In compenso Sogin, ministeri dello Sviluppo economico e dell'Ambiente sono stati solerti a rifilarci con nonchalance, come se fosse un atto di ordinaria burocrazia, la Carta nazionale delle aree potenzialmente idonee (Cnapi) a ospitare il deposito dei rifiuti radioattivi.

In questo papello la Sardegna fa la parte del leone: ben quattordici siti. Un oltraggio, eppure una soluzione va trovata, cosa non facile vista la tendenza (non solo italiana) a fare proprio il motto americano not in my back yard , ovvero non nel mio giardino. Che sia il deposito di scorie nucleari, il termovalorizzatore o il campo nomadi, si faccia dappertutto ma non nel mio cortile.
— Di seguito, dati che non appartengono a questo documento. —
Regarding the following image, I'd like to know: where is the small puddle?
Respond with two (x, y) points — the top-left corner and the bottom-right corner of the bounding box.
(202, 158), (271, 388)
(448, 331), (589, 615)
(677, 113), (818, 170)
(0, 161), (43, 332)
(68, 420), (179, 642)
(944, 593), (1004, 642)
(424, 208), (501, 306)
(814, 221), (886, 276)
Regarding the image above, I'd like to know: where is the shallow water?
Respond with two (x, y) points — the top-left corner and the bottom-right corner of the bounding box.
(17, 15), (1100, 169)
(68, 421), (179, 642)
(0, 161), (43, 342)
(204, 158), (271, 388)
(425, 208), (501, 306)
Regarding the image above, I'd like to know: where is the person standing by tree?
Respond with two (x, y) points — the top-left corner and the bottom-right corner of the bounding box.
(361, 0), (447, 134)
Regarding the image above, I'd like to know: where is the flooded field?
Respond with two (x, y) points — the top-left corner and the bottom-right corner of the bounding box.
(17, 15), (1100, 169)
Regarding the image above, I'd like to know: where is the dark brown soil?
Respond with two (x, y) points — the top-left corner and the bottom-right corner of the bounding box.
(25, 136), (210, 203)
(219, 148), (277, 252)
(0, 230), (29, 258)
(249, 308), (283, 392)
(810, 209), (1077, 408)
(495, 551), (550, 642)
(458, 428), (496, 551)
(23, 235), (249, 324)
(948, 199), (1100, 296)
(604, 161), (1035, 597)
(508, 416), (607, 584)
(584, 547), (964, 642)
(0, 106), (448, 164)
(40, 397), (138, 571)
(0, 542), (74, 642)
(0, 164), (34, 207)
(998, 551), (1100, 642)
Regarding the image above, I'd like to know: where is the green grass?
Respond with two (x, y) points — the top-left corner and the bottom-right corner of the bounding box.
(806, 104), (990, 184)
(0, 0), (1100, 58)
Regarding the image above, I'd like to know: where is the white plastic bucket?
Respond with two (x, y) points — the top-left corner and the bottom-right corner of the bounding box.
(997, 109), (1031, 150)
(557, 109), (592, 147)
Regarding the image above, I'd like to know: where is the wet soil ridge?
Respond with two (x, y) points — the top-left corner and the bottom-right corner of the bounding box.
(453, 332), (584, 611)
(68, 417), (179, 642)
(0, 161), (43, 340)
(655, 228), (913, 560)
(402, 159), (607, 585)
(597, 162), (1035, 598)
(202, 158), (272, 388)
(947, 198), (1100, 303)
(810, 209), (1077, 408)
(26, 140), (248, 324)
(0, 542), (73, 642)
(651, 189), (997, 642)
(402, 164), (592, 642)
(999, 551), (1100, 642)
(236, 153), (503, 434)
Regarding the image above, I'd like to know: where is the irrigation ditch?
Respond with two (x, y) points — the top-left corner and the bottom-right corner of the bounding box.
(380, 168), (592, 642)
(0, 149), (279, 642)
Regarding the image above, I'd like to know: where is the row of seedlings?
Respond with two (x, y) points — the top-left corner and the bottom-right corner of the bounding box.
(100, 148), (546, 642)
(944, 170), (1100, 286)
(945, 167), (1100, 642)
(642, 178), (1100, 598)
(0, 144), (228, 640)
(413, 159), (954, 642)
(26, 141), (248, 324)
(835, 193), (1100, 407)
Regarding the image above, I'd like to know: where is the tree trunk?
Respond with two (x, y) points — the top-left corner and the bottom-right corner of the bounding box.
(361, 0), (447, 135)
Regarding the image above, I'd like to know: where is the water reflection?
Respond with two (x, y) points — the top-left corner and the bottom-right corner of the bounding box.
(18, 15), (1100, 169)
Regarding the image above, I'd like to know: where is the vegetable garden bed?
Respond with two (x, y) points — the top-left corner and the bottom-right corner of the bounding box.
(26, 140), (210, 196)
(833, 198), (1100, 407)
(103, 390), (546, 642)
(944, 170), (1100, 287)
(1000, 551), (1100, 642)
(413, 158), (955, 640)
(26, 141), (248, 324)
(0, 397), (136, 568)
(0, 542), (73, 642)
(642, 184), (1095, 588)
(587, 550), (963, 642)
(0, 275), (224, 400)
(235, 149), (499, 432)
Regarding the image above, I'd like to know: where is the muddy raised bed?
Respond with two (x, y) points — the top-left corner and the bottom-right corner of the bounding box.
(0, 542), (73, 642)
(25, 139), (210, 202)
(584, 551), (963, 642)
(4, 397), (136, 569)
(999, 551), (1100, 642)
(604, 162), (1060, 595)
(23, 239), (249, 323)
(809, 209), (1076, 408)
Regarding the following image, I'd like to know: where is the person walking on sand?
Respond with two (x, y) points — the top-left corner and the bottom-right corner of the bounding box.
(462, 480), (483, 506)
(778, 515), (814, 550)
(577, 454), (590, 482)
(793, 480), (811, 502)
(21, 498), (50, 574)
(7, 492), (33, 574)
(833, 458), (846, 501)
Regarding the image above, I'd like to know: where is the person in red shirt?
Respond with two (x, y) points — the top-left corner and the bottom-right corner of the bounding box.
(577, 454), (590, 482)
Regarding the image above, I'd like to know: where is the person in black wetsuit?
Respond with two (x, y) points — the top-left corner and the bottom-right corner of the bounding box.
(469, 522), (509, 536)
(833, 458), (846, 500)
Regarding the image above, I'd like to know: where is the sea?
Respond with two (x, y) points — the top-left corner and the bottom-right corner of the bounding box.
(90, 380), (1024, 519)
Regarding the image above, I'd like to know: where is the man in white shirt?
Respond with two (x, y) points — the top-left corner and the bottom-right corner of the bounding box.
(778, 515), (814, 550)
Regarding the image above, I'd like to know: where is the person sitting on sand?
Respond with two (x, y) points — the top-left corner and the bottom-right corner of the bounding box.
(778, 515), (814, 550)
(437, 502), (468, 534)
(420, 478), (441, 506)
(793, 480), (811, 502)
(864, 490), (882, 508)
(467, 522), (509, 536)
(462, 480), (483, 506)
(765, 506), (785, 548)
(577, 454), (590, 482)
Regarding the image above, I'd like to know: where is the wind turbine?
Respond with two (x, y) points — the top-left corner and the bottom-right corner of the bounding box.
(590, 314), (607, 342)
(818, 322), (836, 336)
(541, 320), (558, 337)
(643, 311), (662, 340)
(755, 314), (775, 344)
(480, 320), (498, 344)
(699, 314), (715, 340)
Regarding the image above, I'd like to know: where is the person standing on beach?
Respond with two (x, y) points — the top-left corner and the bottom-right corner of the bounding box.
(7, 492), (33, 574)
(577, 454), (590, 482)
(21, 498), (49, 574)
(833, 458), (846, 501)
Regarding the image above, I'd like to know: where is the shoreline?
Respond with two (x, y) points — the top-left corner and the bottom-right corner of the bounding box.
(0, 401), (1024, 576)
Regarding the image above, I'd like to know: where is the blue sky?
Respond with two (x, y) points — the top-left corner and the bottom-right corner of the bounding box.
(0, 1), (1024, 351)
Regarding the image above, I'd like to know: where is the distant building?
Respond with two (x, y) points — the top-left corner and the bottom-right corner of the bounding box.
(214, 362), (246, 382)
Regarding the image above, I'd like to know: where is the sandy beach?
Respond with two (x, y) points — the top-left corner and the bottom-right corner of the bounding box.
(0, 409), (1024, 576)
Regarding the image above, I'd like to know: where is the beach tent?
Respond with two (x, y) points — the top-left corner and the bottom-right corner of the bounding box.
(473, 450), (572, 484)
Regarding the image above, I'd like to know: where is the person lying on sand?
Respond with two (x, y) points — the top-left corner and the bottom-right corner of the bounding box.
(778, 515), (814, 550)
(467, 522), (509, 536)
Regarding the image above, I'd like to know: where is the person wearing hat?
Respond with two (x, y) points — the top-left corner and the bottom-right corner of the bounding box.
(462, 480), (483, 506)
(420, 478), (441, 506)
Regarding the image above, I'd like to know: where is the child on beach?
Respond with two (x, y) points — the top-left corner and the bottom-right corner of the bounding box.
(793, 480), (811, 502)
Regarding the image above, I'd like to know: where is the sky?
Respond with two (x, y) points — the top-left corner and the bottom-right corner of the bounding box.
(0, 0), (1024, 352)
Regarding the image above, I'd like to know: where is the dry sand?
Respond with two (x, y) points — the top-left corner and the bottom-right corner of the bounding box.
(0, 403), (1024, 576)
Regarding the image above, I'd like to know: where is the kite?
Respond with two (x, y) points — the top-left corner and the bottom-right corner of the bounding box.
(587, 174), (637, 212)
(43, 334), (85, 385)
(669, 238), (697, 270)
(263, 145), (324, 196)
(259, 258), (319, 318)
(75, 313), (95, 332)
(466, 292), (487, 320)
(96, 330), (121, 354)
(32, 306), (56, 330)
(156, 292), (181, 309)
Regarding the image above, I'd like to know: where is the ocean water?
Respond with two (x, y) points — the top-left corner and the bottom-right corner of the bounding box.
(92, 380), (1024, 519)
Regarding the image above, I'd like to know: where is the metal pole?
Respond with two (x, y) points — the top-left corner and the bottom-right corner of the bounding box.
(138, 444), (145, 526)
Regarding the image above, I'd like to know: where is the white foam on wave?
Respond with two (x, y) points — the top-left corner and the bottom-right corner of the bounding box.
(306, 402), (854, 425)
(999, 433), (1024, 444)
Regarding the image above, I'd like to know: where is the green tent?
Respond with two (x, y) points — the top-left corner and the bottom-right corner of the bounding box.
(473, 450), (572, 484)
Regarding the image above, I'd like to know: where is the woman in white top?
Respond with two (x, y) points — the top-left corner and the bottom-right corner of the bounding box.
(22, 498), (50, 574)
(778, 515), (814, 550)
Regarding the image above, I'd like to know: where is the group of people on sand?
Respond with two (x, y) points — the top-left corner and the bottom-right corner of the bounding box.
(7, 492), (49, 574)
Poiché l'opposizione è giunta non solo dall'Isola (nel referendum del 2011 i sardi si espressero col 97% di no) ma da tanti altri sindaci italiani, resta la domanda: dove diavolo le mettiamo queste scorie nucleari?

L'unica via è che si apra un percorso partecipato, con il contributo di comunità locali, associazioni, sindaci, scienziati, per individuare un deposito unico per scorie a bassa e media intensità. Sono quelle che si producono, tra l'altro, con la medicina nucleare, fondamentale per diagnosticare gravi malattie. (...)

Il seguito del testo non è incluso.